Figure 1: On-site visits were required to properly complete the feasibility study.


Following the acceptance of the feasibility study and the approach, it was time to select the appropriate tools and technologies for the inspection. The primary goal was to collect high-resolution geometry data to cover previously reported dents (some reported as large as 12%). For the 40” line, this would require the production of a new bidirectional geometry tool equipped with a bore measurement device. Design, construction and testing had to take place prior to the designated inspection window in just over 8 months. One element of the tool design was a standalone body, meaning a single module as opposed to the standard dual-bodied tools.

Once constructed, testing at the ROSEN Research and Technology Center in Lingen (Ems), Germany, ensured confidence in the tool’s ability to travel through and effectively collect data at the low flow rate to be provided by the system. In addition, the flip pressure was tested as a contingency. Should the tool fail to stop at the desired location during operation, there would be a 4” inlet to facilitate pumping from the dead leg located directly after the barred production tee at Hound Point.

Having solved the inspection needs of the 40” line with a new development, additional tool design complications were presented when the operator reported a suspected 50” section in the 48” pipeline. Reported by another in-line inspection vendor, this insight fortunately was shared well in advance. The subsequent workaround to ensure tool navigation of the 50” spool was to install 51” sealing discs to boost confidence in the inspection success.

tailor-made inspection tool

Figure 2: A new high-resolution geometry inspection tool was designed and built for this project.

tool testing

Figure 3: To ensure confidence in the new tool extensive testing was conducted.


Inspection route map

Figure 4: Mapping out the inspection route.

In order to ensure all inspection goals were meet, a series of in-line inspection runs took place in each line, starting with an easy-in, hard-out cleaning run equipped with a pipeline data logger (PDL), followed by the high-resolution geometry inspection and ending with a high-resolution MFL metal loss inspection.

Operationally, to reduce the time and cost of the required tankers on the marine berth during inspection, a 24-hour on-site operation was utilized, requiring additional personnel and dedicated tools for each pipeline.

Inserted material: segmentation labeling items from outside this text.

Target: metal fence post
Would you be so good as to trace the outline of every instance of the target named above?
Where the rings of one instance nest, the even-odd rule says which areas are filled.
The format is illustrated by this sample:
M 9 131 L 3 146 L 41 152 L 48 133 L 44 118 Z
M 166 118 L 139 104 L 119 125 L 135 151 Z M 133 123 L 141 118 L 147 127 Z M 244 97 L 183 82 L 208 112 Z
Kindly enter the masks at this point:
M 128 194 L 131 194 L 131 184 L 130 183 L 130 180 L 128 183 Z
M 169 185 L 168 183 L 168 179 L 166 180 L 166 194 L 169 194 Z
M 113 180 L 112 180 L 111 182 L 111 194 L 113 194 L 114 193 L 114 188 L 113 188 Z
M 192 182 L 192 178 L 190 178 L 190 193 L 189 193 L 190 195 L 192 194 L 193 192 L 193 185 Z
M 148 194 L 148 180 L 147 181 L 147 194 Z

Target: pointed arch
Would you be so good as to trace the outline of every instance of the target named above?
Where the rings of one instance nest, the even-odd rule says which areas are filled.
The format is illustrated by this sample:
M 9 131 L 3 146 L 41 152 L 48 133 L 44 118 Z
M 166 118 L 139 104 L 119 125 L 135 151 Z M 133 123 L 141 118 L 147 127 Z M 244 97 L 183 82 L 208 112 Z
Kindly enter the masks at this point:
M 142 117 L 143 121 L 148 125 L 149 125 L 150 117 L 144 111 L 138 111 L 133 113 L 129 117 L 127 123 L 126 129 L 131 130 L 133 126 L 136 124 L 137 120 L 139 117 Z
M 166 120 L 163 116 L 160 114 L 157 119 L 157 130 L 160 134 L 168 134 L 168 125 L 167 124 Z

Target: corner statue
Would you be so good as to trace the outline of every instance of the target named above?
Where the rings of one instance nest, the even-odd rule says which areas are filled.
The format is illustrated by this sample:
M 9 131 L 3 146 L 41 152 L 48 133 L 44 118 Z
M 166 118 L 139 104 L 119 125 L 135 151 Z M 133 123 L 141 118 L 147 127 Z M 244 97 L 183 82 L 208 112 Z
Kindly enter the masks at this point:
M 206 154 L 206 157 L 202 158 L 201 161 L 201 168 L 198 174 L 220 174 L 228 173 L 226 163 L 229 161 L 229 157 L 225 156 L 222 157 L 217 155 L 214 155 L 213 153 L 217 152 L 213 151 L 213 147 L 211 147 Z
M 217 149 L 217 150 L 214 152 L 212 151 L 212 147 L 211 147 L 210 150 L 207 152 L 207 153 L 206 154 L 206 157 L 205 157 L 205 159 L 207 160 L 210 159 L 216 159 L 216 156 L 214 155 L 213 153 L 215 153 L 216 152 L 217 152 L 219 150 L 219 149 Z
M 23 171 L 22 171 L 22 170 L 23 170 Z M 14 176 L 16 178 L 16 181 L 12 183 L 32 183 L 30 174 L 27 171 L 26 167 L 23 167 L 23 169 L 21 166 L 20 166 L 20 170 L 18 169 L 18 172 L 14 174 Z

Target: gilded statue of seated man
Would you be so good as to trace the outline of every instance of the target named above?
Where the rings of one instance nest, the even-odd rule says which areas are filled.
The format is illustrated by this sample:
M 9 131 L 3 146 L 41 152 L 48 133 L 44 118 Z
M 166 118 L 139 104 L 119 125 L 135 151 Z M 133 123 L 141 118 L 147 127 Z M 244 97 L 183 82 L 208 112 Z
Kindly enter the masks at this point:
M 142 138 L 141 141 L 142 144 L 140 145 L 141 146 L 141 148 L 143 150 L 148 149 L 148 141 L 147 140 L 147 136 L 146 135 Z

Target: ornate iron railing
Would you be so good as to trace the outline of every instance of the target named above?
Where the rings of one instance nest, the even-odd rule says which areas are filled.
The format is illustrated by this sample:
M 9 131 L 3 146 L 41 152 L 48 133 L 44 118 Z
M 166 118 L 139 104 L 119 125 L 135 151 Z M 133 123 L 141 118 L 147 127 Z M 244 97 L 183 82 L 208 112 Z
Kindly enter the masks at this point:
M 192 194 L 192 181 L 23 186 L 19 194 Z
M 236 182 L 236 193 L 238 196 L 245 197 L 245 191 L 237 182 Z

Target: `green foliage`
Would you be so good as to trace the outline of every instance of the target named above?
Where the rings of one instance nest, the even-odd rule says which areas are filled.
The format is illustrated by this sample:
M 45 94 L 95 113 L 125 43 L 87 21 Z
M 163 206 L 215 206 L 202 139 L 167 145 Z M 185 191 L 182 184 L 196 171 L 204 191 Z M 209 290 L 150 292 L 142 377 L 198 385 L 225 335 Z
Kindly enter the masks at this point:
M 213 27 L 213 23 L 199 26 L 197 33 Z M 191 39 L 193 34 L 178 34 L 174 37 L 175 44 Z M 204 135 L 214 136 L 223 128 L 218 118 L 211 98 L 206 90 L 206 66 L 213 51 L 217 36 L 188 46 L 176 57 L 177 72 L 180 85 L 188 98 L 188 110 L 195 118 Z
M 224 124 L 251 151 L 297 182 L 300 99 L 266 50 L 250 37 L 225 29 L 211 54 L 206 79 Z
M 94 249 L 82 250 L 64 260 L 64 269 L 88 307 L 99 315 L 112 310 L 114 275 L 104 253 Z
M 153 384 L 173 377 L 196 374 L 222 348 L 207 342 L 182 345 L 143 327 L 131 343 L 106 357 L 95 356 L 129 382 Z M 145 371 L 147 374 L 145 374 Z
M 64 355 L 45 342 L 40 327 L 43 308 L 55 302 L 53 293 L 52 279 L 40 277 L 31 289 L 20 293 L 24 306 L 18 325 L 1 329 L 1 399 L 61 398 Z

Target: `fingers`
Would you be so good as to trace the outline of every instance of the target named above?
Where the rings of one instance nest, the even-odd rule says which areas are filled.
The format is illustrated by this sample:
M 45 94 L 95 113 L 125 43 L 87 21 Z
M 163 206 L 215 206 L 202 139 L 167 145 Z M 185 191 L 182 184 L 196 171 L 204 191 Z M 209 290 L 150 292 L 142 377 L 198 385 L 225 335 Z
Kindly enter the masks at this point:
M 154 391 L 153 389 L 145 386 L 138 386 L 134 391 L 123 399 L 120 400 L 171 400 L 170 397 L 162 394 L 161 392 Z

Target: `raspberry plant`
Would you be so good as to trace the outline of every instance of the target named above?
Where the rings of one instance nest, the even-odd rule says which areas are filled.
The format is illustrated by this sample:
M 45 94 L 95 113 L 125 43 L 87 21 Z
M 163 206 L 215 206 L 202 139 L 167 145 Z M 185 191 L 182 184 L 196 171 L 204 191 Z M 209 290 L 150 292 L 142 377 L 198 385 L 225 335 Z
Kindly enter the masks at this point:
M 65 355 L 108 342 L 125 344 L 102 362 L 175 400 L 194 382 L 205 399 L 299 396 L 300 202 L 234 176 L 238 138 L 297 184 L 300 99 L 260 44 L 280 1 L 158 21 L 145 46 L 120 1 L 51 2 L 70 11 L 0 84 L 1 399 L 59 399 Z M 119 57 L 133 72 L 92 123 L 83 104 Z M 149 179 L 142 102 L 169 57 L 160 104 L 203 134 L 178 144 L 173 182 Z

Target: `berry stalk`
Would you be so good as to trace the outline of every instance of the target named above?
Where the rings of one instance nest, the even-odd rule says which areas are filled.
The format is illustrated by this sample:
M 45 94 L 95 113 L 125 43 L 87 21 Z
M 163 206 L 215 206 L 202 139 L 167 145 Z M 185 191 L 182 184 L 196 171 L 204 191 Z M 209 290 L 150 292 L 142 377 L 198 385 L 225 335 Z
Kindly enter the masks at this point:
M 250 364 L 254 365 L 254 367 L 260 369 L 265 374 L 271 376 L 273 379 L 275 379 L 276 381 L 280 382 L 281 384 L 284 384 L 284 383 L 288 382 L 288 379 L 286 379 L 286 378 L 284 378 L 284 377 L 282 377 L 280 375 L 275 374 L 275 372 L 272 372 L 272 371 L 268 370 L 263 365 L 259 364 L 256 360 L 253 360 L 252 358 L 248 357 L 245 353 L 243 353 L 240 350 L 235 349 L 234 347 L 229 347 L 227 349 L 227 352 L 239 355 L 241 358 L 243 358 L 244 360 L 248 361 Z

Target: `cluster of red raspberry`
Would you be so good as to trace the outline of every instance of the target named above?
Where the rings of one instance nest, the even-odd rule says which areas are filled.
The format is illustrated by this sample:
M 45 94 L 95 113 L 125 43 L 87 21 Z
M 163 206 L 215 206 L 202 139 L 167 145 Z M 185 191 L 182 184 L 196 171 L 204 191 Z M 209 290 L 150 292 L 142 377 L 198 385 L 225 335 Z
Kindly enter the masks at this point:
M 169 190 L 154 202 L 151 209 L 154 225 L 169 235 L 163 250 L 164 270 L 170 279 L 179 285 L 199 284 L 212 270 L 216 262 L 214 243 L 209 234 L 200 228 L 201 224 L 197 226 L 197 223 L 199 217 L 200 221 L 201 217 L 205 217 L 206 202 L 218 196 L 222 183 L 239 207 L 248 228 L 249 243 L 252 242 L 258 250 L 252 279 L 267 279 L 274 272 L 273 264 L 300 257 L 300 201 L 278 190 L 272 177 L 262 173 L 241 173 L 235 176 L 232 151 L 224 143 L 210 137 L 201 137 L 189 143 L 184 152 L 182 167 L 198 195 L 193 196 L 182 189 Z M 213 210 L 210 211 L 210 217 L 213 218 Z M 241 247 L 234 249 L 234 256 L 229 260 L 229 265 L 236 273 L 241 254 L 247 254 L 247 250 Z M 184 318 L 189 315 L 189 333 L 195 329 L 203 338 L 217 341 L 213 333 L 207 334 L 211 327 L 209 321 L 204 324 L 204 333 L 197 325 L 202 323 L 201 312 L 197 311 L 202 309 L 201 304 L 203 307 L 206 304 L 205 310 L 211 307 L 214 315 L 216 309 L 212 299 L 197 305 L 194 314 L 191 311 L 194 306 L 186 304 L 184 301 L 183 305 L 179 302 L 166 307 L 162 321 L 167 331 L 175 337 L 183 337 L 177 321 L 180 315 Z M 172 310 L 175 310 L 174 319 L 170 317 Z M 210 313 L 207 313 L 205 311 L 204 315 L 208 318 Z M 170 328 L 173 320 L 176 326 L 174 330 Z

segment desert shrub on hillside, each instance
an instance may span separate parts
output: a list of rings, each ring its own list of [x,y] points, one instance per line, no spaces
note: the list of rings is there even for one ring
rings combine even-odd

To avoid tool modifications between runs, additional on-site personnel from ROSEN Newcastle and Oldenzaal was brought to the site. Monitoring of the accumulated product volume used was recalculated at each known tracking location to confirm accuracy and dependability regarding the placed fluid to the tool location. This step provided accuracy to allow the tool to be stopped at the predetermined stop/return point, removing the need for the contingency plan of pumping the tool from the dead leg. There were only 5 linear meters of pipework for margin of error, and implementing this contingency plan would add 12 hours to the operation – with the berthed tanker being charged by the hour. Therefore, accuracy was key, and very slow operational control valves and appropriate recording times were required during this critical phase of the operation.

At the end of the campaign, all 6 inspection runs were successful, no contingency plans had to be put in place (although they were available, of course) and high-resolution data was collected to facilitate the continuation of the pipeline integrity management journey.